Once upon a time, there was a little girl named Zoanna who had an ornery streak to her. She enjoyed nothing quite as much as having fun breaking rules without getting caught. And she was the preacher's daughter. She and her sister, Rachel, along with their partners-in-crime, Brenda,Barbie, and Cherie, found a magnetic appeal in one particular activity. Each Sunday afternoon, week after summer week, as their preacher daddy and their dear mommy napped after church, those girls jumped off old Mrs. Fair's porch into her spirea bushes. They jumped and they jumped and they jumped.
Where did they get their energy? Surely it wasn't from the pre-jump refreshments-- Mrs. Fair's sugarless oatmeal cookies , which had to be drunk politely with lukewarm powdered milk. Zoanna and her cronies endured that cross for the joy that was set before them.
The girls thought Mrs. Fair must not only have been old, but deaf and blind as well, for they handedly crushed the flora (and probably fauna) by literal leaps and bounds. Oblivious to her own arms as scratched and red as any cat-fight victim's, Zoanna thought she was always getting away with foolhardiness, as long as someone kept a lookout for the Sleeping Pa and No-Nonsense Ma. That's the thinking of a third grader.
They could see their house through these trees. And if the Reverend's children were ever caught misbehaving in that tiny little town, their doom would be delivered at the speed of Kansas wind.
Thirty-eight years later, on a September day in 2010,
Zoanna, Barbie, and Brenda decided it was high time for a Reunion of the Renegades. So they got together from miles apart, descended on their childhood stomping ground (which is still Barbie's stomping ground) and rapped on the old Victorian door. Twice. No one answered. Coast was clear. Do they dare? How about it? For old times' sake.
While scarcely believing the truth of it, they quickly and collectively realized they had grown up, as most girls do. But they certainly had not outgrown their mischievous ways. They had just learned to pretend a little better.

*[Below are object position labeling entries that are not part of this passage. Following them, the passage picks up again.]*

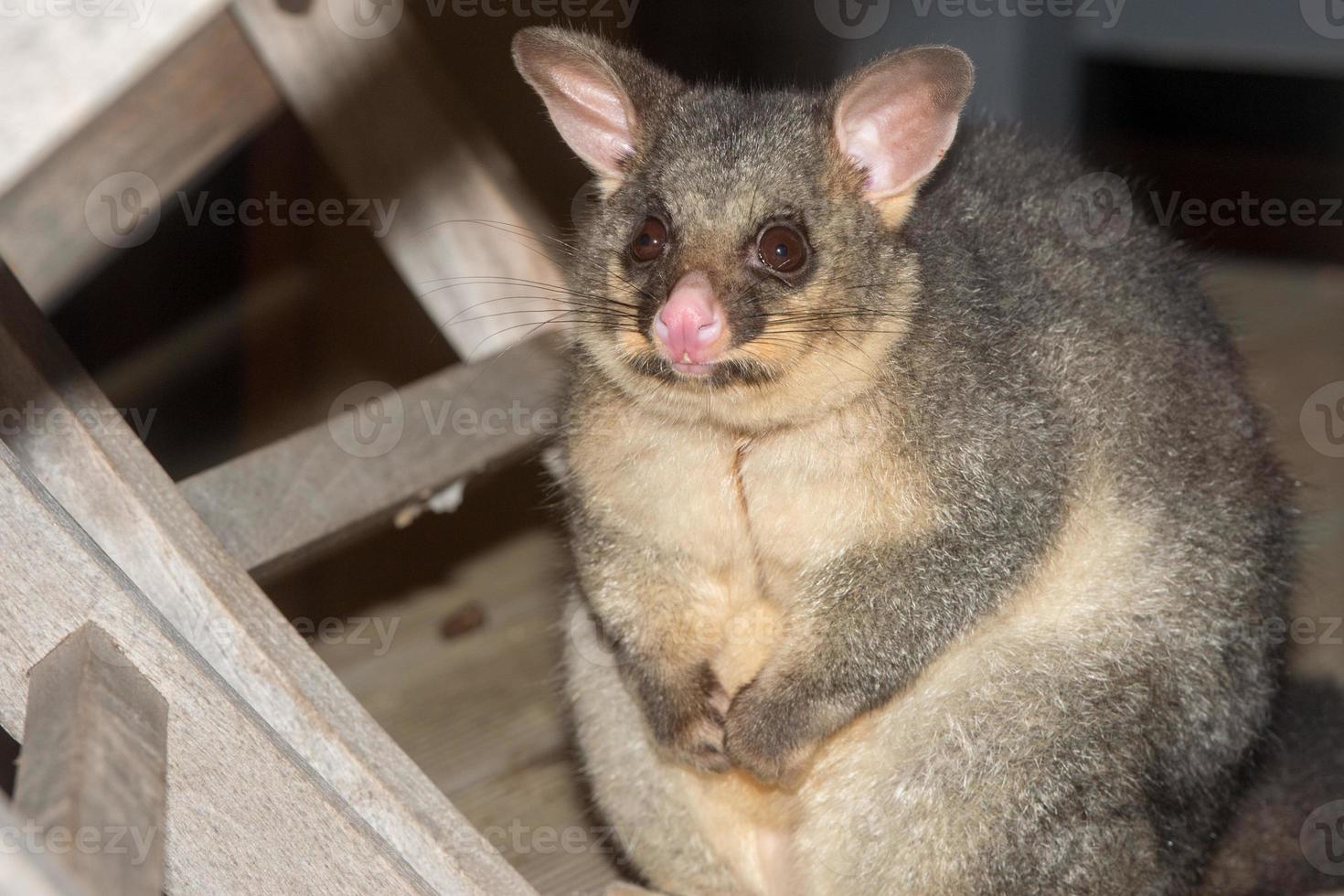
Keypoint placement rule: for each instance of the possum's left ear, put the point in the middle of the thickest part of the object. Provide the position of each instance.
(897, 117)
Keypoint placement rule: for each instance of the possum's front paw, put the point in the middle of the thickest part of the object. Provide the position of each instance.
(687, 720)
(768, 733)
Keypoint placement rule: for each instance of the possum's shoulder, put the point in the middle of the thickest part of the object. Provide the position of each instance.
(994, 229)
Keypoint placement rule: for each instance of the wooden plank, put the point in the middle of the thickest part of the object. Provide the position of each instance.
(80, 448)
(245, 815)
(60, 65)
(379, 461)
(500, 752)
(25, 867)
(56, 225)
(94, 764)
(461, 217)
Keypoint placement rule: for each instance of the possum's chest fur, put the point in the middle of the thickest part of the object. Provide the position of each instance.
(746, 518)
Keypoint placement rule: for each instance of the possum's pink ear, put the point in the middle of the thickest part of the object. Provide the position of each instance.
(897, 117)
(583, 91)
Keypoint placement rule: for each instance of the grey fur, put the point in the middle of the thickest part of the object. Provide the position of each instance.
(1027, 364)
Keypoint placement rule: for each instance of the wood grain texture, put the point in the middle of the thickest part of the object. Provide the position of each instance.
(464, 235)
(483, 712)
(26, 869)
(94, 762)
(308, 492)
(245, 813)
(102, 475)
(169, 128)
(60, 66)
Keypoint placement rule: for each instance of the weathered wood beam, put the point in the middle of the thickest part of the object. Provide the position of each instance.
(389, 123)
(377, 460)
(71, 440)
(26, 869)
(246, 815)
(94, 763)
(62, 220)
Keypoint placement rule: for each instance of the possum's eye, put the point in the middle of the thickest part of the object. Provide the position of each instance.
(783, 249)
(649, 240)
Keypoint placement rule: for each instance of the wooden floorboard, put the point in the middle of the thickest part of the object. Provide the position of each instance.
(480, 710)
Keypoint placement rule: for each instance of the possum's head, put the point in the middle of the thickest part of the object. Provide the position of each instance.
(746, 245)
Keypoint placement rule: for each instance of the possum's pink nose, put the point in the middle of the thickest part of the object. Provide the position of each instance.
(689, 328)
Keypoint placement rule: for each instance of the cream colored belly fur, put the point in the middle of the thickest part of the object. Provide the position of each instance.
(887, 802)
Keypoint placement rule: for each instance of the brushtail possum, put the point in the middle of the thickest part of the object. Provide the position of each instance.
(920, 549)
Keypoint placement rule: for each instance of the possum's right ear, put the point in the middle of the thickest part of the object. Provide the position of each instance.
(594, 91)
(897, 117)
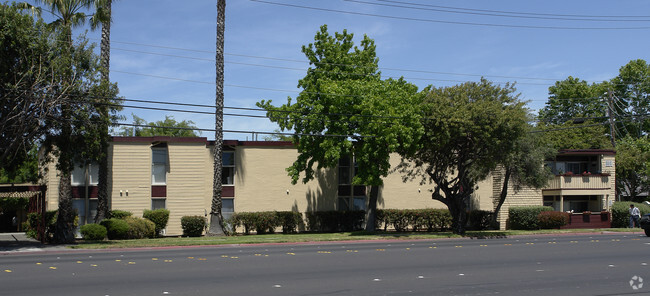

In their memories, those spirea bushes were thick and lush and perfectly capable of guaranteeing a safe landing. Prickly, but safe. The passage of time, however, had somehow made those bushes much thinner, and the girls themselves much thicker. To their credit, those girls had acquired between them perhaps enough wisdom to fill a donut, and thus opted not to perform the full-on reenactment called Spirea Shenanigans.
7 comments:
That was a good story.
Good fun memories of our childhood are great!
What a fun post to read! The memories are almost always better than the reality, huh?
I wonder if my 3rd grader is having an adventure each Sunday when her father and I are taking our "nap"?!?
You girls!!!
What silly fun shenanigans! It reminds me of a game of hide-n-seek that a childhood friend and I used to play in a tall wheat field beside her house! We'd duck down into the wheat and stay still- then pop-up randomly trying to spy out each other. We'd spy out the other or sneak up through the rustly wheat only to pop-up and scare the unsuspecting!
Full-on fun! I rejoice that you were able to revisit! Coolio!!
BTW- I'm still sorry about the damaged wheat...
Love it!! So much fun. =)
I love it! What a fun memory...and a fun reunion! Thanks for sharing it with us!